On your question 1, I’d like to add one consideration. How many features you have in total? Currently I’m playing with two different ways of filtering data: a) using a Python script to set the filtering criteria, it outputs a otu table; b) Using Bokulich filtering approach, aka discard any features less than 0.005% of total frequency, I use qiime1 script:
filter_otus_from_otu_table.py -i otu_table.biom -o otu_table.flt.biom --min_count_fraction 0.00005
(There is a filtering plug in as well included if you want to use their filtering settings).
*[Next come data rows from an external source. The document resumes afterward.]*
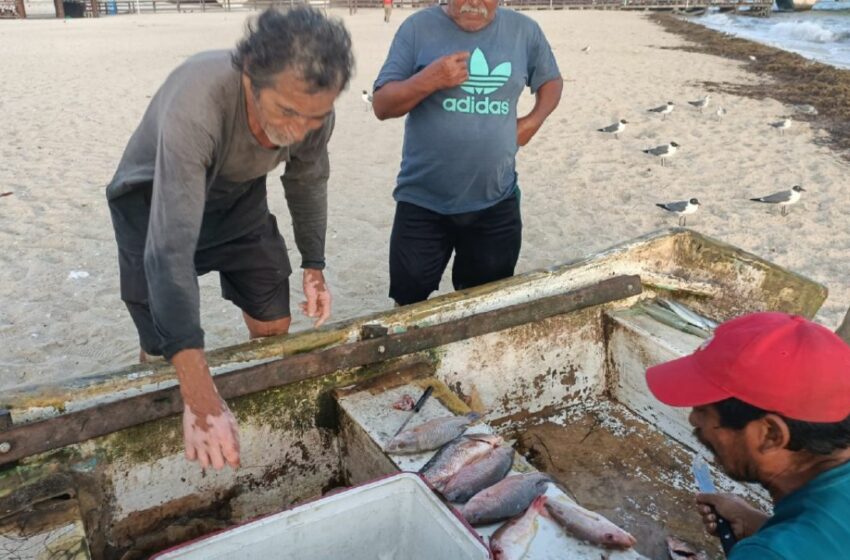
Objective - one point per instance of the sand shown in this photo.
(73, 91)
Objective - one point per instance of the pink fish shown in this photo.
(511, 540)
(588, 525)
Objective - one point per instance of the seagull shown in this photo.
(806, 109)
(664, 151)
(783, 198)
(615, 128)
(367, 99)
(681, 208)
(663, 110)
(782, 125)
(702, 103)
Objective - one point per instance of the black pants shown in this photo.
(486, 246)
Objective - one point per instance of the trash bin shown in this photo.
(74, 9)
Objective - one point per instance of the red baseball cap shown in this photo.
(774, 361)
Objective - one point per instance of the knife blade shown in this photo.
(706, 485)
(416, 408)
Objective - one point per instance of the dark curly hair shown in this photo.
(301, 39)
(814, 437)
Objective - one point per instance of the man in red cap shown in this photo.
(771, 399)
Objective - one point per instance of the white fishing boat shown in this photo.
(554, 359)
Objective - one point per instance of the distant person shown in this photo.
(189, 197)
(771, 399)
(457, 72)
(844, 329)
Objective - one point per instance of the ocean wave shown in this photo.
(804, 31)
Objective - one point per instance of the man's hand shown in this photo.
(213, 440)
(526, 128)
(448, 71)
(318, 304)
(209, 428)
(744, 519)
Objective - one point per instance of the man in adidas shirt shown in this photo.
(457, 72)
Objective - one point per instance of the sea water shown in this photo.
(821, 34)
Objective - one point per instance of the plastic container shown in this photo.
(394, 517)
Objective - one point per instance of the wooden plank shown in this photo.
(74, 427)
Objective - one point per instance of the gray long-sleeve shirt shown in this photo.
(197, 161)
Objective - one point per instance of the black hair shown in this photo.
(820, 438)
(301, 39)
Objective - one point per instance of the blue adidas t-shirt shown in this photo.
(811, 523)
(460, 143)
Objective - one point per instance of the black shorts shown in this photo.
(486, 245)
(253, 270)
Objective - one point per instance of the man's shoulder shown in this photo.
(425, 16)
(515, 18)
(205, 86)
(206, 67)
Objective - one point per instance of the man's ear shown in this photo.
(771, 432)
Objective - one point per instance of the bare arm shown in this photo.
(396, 99)
(546, 100)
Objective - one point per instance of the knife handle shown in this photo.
(423, 398)
(724, 531)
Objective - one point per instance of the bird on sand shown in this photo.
(782, 125)
(783, 198)
(701, 103)
(663, 151)
(663, 110)
(615, 128)
(681, 208)
(367, 99)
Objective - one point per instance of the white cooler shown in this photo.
(394, 517)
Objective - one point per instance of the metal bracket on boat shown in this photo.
(373, 330)
(5, 423)
(81, 425)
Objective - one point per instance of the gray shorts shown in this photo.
(253, 270)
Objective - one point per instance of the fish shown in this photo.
(454, 455)
(406, 402)
(430, 435)
(505, 499)
(680, 550)
(588, 525)
(478, 475)
(511, 540)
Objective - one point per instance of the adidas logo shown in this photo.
(482, 80)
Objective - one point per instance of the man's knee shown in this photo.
(262, 329)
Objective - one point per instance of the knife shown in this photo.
(416, 408)
(706, 486)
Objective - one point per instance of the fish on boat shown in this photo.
(588, 525)
(483, 473)
(455, 455)
(511, 540)
(431, 435)
(507, 498)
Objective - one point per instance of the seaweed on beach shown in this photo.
(793, 78)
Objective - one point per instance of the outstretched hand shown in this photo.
(318, 304)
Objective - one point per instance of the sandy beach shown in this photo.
(73, 91)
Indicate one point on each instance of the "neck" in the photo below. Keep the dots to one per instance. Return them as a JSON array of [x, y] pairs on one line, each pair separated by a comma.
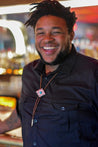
[[50, 68]]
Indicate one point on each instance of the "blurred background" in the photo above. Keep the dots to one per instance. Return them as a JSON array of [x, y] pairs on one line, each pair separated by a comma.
[[17, 48]]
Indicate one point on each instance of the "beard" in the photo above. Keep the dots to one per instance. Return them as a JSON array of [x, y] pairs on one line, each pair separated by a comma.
[[60, 57]]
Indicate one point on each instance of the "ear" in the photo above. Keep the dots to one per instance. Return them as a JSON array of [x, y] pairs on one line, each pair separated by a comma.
[[72, 35]]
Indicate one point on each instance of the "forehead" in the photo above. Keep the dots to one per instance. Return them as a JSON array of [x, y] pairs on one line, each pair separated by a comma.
[[49, 20]]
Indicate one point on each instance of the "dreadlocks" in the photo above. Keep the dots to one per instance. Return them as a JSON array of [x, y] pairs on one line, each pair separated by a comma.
[[49, 7]]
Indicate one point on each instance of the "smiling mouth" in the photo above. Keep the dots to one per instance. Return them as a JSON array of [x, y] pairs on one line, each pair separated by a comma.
[[48, 48]]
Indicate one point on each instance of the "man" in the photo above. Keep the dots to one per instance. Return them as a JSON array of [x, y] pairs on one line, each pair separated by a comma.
[[59, 99]]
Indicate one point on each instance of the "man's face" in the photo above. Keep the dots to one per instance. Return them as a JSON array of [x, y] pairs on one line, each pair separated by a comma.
[[52, 38]]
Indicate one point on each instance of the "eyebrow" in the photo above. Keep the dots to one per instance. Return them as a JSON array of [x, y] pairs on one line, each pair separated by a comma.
[[38, 29]]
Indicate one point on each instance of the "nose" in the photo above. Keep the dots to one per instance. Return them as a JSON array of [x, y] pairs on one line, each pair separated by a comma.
[[48, 38]]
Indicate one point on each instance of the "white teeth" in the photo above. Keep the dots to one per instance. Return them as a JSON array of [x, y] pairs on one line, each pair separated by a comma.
[[48, 48]]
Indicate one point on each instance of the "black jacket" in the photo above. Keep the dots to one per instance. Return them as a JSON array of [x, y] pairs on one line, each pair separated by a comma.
[[67, 116]]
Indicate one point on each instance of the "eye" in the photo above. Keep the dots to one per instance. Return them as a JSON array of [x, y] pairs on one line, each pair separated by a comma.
[[39, 33], [56, 32]]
Now, I’d like to add my concern on the filtering, with the hope that @Nicholas_Bokulich or @michael.shaffer my help us. When you filter the dataset, on the assumption you use a method considering the compositional nature of the data for the analysis as SpiecEasi or SCNIC above, you change the total sum of count per sample. My understanding is that this therefore put a bias in the dataset. Is this correct? Do any of you can suggest a method to filter the data with your own criteria but keeping the total of count per sample unchanged?
Check out filter-features, which has a min-samples parameter. Just what you need!
Try out the q2-SCNIC plugin that @llenzi linked to. Sounds like just what you are after.
filter-samples will replicate this functionality in QIIME 2, but you must know the total frequency in your feature table (e.g., use qiime feature-table summarize to easily figure that out). Currently there is not a min_count_fraction parameter.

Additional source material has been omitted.